Ce n'est pas tous les jours que les dépisteurs de la Centrale de recrutement de la LNH se retrouvent dans la position d'évaluer un joueur qualifié de «générationnel», quand vient le temps de dresser son classement annuel. Impossible, par conséquent, de faire fi de ce parcours, au moment d'accorder le premier rang au total à Connor McDavid.

Au cours des deux dernières années, le Canadien McDavid, et sa contrepartie américaine Jack Eichel, étaient toujours considérés au coude-à-coude. Qu'est-ce qui a fait la différence? 

«Quand on pense à Connor, ce n'est pas tous les jours qu'un joueur nous arrive avec un statut d'exceptionnel. Jack a lui aussi toujours été un joueur de premier plan. S'il avait joué au Canada, il aurait le potentiel d'avoir le même statut. Cela dit, Jack a livré la marchandise dans toutes les situations et à tous les niveaux, comme Connor l'a fait. Il n'a juste peut-être pas eu le même genre de visibilité», a estimé Dan Marr.

À ce niveau de talent, le directeur de la Centrale de recrutement de la LNH croit qu'aucune comparaison n'est possible entre les deux espoirs qui devraient, selon toute vraisemblance, respectivement aboutir à Edmonton et Buffalo, au terme d'un repêchage riche en centres et défenseurs de qualité.

«Pour nous, Connor est devenu numéro un au fil du temps. Parce qu'il a bien fallu mettre quelqu'un dans la position de numéro un! Mais la ligne est très mince. Dans quatre ou cinq ans, je crois que Connor McDavid et Jack Eichel auront un impact et une contribution offensive similaires sur leur équipe.»

Au-delà des deux premières sélections, la première ronde devrait comporter quelques autres «futures vedettes de la LNH», croit Marr.
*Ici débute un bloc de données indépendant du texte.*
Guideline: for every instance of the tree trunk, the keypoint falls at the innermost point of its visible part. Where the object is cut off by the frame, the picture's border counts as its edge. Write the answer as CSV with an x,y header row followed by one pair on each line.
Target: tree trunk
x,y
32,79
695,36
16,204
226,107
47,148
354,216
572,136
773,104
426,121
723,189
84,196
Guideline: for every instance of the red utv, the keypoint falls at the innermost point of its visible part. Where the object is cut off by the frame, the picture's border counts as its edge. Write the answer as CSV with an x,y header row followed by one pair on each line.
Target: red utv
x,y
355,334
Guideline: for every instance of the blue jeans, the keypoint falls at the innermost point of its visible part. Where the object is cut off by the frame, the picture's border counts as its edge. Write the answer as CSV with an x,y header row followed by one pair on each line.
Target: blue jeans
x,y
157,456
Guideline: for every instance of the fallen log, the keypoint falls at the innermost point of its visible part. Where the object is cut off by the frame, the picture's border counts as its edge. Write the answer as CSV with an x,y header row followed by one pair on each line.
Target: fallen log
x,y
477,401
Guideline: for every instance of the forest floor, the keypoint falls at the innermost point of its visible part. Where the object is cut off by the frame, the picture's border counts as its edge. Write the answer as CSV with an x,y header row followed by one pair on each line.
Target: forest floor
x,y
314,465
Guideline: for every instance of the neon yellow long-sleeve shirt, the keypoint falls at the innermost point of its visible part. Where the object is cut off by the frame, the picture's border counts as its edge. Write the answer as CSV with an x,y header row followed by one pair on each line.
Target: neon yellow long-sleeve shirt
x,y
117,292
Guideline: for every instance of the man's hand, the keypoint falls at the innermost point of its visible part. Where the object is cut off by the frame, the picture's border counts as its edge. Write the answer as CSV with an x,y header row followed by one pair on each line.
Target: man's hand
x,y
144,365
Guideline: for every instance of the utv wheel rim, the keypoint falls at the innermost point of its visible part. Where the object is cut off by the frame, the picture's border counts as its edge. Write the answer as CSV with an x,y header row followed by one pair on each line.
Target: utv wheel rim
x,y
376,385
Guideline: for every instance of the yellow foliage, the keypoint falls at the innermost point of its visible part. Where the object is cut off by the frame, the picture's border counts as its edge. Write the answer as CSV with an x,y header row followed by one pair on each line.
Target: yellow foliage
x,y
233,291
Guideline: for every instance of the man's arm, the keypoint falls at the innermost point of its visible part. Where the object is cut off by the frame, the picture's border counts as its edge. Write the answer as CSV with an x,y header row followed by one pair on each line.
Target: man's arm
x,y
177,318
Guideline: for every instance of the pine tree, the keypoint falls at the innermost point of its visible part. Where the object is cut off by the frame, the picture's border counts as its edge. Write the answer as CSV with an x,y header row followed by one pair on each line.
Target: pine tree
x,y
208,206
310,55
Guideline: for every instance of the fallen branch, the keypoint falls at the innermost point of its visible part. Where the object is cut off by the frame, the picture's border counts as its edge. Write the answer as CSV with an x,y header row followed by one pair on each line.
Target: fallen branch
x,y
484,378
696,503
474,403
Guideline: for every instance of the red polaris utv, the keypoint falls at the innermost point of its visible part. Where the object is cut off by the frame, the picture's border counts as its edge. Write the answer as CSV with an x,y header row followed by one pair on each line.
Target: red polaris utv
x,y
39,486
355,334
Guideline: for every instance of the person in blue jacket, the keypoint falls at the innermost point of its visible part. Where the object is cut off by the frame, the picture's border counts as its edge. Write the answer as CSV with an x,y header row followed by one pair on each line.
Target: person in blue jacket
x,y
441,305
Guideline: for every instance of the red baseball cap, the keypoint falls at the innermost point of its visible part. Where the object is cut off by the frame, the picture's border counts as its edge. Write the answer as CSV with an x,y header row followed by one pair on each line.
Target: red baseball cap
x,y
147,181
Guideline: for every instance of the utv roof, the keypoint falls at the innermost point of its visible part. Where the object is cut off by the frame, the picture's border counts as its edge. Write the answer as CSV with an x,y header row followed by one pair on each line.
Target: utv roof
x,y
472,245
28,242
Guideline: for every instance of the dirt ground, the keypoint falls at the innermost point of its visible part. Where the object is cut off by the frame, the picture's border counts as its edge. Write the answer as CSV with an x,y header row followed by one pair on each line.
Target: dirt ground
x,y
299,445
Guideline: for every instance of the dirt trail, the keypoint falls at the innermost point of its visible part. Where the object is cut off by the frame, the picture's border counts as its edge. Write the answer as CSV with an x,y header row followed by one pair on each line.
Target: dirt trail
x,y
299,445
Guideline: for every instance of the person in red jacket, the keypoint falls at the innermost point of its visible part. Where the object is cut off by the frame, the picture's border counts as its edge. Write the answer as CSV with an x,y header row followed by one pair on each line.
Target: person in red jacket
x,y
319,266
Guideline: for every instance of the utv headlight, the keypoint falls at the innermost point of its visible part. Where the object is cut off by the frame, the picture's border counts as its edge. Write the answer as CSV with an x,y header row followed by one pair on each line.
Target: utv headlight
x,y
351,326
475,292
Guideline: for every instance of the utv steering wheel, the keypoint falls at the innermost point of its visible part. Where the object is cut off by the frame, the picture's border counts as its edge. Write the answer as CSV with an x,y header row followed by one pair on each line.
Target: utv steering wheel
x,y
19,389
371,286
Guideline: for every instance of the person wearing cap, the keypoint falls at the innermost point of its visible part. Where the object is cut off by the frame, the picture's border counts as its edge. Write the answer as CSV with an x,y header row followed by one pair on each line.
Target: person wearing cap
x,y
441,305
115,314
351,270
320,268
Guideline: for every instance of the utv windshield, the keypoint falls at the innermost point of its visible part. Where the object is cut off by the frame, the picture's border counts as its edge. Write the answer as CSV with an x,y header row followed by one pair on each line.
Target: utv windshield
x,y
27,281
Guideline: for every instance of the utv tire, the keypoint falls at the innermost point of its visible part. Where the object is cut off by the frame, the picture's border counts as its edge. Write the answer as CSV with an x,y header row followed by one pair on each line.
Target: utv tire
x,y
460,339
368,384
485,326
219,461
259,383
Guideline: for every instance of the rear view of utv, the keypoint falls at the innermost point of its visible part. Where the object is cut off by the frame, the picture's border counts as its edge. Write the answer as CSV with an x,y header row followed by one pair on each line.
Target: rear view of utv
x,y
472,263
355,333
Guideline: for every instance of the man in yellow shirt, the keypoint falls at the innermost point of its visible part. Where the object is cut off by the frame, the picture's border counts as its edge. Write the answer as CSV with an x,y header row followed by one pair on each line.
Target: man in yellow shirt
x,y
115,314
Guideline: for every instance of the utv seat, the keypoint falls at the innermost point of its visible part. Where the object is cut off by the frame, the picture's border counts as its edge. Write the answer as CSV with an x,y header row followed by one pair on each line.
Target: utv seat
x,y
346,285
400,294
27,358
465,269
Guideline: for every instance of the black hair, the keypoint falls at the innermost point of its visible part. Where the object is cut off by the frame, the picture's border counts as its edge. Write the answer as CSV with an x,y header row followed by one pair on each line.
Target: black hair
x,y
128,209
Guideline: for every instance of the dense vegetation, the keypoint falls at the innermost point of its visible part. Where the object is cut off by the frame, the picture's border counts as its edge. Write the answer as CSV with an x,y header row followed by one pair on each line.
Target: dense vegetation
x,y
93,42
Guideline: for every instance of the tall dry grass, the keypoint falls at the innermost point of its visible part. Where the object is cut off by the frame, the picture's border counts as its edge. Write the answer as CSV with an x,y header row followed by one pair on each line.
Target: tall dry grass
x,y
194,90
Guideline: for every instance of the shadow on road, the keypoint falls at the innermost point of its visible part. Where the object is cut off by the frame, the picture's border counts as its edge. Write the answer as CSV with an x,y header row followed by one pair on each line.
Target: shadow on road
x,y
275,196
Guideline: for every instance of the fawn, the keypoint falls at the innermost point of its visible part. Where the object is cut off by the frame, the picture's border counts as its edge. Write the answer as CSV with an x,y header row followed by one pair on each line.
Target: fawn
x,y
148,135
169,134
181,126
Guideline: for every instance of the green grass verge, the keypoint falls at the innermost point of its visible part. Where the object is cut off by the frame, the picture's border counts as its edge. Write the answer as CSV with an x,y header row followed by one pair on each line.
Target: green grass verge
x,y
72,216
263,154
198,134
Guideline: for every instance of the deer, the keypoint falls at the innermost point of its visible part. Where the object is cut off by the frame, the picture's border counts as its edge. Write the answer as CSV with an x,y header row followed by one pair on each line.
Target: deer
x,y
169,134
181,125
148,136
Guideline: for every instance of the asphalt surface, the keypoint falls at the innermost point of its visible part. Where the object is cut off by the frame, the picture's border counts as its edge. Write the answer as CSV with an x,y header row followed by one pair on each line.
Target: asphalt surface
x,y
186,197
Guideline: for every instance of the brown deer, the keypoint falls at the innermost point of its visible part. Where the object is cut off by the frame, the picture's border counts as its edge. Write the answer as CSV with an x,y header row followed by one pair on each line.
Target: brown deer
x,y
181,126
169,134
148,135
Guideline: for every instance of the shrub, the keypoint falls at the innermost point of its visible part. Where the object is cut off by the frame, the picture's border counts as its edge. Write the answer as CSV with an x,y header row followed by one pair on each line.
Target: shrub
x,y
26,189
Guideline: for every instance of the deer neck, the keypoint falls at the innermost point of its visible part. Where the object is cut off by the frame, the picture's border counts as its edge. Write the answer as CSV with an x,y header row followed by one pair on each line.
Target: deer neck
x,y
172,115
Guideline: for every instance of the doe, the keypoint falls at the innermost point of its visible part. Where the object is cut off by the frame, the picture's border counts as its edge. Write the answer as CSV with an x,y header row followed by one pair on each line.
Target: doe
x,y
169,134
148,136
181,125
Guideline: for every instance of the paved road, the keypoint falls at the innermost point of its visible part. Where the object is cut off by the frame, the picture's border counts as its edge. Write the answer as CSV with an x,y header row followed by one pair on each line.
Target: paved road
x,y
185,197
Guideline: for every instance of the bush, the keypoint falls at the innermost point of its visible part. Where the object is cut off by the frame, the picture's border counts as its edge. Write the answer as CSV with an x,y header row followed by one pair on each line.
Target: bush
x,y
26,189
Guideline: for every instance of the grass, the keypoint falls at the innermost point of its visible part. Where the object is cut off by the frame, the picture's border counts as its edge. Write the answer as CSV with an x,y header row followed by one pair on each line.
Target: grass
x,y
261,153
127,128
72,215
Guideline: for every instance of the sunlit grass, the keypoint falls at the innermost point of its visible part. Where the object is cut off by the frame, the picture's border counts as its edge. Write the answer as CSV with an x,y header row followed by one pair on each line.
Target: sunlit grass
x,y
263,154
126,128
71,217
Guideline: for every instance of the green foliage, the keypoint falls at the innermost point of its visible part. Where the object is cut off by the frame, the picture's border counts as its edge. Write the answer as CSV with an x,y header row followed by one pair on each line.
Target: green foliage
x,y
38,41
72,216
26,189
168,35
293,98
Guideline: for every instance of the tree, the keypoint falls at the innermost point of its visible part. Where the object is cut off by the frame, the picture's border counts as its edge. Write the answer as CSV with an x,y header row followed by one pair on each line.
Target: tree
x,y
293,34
La qualité des espoirs connaît toutefois une baisse significative après le 10e rang.

«Le reste de la première ronde, ce sont des joueurs interchangeables, mais ce sont tous des sérieux candidats, qui auront de longues carrières dans la LNH. Dans les suivantes, les équipes qui ont fait leur travail pourront trouver des perles cachées», a-t-il jugé. 
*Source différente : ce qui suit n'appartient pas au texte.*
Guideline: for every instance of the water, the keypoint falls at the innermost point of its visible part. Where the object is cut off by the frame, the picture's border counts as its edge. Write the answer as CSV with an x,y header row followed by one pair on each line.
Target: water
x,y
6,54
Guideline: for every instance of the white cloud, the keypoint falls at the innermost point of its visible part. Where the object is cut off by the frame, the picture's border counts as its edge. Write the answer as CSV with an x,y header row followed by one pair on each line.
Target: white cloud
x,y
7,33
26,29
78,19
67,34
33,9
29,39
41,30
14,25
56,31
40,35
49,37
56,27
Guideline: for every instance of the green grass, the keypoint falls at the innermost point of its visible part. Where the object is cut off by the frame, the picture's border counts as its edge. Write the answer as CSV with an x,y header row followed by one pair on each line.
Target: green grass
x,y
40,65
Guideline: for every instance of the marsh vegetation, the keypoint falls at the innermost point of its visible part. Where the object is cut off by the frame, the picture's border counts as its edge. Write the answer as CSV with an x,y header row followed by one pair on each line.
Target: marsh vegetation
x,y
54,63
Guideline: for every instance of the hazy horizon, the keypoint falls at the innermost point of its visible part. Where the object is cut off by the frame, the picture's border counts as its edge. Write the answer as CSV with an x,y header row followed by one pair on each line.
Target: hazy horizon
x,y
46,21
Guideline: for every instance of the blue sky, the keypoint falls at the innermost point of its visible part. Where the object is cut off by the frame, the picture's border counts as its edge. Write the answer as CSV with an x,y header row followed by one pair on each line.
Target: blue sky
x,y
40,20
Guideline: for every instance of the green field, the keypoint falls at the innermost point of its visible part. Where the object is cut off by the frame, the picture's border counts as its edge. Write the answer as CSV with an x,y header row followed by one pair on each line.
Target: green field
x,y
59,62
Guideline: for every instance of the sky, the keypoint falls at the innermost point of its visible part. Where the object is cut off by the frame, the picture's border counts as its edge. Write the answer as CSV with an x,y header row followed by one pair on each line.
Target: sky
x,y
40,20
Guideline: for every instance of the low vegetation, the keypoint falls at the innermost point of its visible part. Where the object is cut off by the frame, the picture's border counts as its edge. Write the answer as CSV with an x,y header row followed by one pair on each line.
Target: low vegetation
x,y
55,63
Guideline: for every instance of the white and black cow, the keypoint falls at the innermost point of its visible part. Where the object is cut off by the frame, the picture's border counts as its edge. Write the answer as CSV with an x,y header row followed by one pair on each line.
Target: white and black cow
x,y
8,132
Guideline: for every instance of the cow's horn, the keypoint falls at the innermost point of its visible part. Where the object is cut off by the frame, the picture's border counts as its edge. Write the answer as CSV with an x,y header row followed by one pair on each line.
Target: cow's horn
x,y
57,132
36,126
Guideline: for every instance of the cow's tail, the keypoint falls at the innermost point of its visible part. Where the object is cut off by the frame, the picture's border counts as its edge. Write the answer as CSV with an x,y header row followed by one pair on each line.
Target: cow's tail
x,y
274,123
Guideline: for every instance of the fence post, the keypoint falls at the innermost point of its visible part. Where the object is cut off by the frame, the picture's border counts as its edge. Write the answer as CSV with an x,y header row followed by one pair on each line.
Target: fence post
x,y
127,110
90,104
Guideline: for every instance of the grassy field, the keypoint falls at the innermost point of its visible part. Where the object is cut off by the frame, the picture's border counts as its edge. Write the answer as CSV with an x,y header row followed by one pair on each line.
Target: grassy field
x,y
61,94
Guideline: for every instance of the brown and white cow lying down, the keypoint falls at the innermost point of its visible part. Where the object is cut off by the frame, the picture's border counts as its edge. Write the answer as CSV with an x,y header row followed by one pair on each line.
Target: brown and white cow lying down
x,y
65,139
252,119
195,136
Les petits joueurs ont la cote

Depuis l'établissement de règles favorisant l'ouverture du jeu après le lockout de 2004-2005, plusieurs petits joueurs ont émergé dans la LNH, ce qui est loin de déplaire à Dan Marr. «Quand je suis arrivé à la tête de la Centrale [il y a quatre ans], l'une des premières choses que j'ai dites à notre groupe, c'est que la grandeur et la date de naissance des joueurs - qu'ils aient 18 ou 19 ans - étaient des critères non pertinents. Le succès de beaucoup de petits joueurs fait présentement en sorte que les équipes sont plus ouvertes à les repêcher. À mes premières années avec la Centrale, j'ai commencé à inviter des plus petits joueurs au combine. Beaucoup de dépisteurs de la LNH venaient me remercier de les avoir invités, parce qu'auparavant, ils n'auraient jamais eu l'opportunité d'y être», estime celui qui a pris la relève d'E.J. McGuire, à la tête de la Centrale, en 2011.